La France n’est pas celle que vous croyez!

Les statistiques officielles du tourisme mondial sont aussi étranges que (parfois) incohérentes. Quant à celles de la France, une simple division démontre qu’il y a un problème, dénonce Coach Omnium.

A la Une de son n° de septembre : « La France, première destination touristique mondiale » — et ce depuis de nombreuses années —, avec près de 84 millions d’arrivées touristiques internationales annoncées en 2014. Cette statistique que peu de gens songent à remettre en question — y compris les journalistes — malgré la méthodologie contestable de calcul de ces chiffres (voir l’article qui l’explique sur le site du Comité pour la Modernisation de l’Hôtellerie et du Tourisme Français), est délivrée annuellement par l’Organisation Mondiale du Tourisme (OMT), elle-même renseignée par chaque pays.

En revanche, le tourisme français se retrouverait officiellement au 4e rang en matière de recettes touristiques internationales (55,4 milliards de US$) derrière les Etats-Unis (177,3 Milliards de US$), l’Espagne et la Chine.

Outre, encore une fois, les moyens peu fiables utilisés pour déterminer le nombre de touristes et le volume de recettes touristiques étrangères, il suffit déjà de diviser les données monétaires publiées par le nombre d’arrivées touristiques, pour se rendre compte qu’il y a un illogisme patent.

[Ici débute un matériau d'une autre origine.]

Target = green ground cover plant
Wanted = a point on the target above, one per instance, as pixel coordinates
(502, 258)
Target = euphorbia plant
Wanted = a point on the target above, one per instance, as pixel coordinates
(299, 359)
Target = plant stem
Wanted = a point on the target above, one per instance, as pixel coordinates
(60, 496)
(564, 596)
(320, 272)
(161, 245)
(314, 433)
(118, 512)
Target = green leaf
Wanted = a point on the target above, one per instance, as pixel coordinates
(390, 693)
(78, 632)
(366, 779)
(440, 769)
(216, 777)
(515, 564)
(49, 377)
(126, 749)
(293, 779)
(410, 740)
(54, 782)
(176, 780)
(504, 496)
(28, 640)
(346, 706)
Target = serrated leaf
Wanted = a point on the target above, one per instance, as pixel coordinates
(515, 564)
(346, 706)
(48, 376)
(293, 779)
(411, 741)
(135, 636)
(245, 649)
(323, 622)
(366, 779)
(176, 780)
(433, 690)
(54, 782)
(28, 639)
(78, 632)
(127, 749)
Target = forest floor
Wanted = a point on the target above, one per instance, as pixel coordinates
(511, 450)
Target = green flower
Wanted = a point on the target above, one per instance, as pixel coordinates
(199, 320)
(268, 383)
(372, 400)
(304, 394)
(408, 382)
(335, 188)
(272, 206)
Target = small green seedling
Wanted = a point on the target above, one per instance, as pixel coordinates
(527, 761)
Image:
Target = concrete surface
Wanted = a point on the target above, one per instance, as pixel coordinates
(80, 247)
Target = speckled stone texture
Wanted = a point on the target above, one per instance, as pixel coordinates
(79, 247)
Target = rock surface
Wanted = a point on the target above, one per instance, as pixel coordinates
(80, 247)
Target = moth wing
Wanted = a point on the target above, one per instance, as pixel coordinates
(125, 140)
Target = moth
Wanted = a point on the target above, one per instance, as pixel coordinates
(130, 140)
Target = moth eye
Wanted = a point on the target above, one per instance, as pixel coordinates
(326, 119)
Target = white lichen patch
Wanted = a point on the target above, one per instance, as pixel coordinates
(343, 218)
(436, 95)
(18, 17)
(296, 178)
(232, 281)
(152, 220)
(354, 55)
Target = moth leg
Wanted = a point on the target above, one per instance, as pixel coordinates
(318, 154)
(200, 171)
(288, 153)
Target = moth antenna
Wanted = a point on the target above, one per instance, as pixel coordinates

Sur la base de l’année 2014, la France présentée comme première destination mondiale touristique et 4e en recettes touristiques internationales, se retrouve au …53e rang des dépenses moyennes par arrivée (662 $) sur 71 pays dans le monde qui ont déclaré à l’OMT recevoir plus de 2 millions de touristes étrangers (voir le tableau ci-dessous).    

Cette situation est déroutante. On aimerait lui trouver des explications, qui restent très hypothétiques :

On compte les touristes en transit, comme le confirme d’ailleurs l’Insee, qui les estime entre 1/6e et 1/5e des flux. Ce sont les personnes (vacanciers, visiteurs,…) qui ne font que traverser l’Hexagone du nord au sud (et inversement) pour se rendre dans les pays voisins qui sont leur vraie destination (Espagne, Italie, Maroc, Portugal, etc.).

Nos magnifiques autoroutes les y aident. Sans parler de ceux qui visitent l’Europe au pas de course en restant très peu de temps en France. Leurs dépenses sont du coup minimalistes entre nos frontières. Ce qui fait dire que le mot « destination » n’est pas toujours approprié pour parler de la France.

La France recevrait plus de touristes pour de courts séjours que beaucoup de ses voisins. Cette explication ne tient toutefois pas la route.

Notre pays recevrait surtout des personnes qui dépensent peu. Cela a été entendu maintes fois, mais ce n’est pas non plus plausible.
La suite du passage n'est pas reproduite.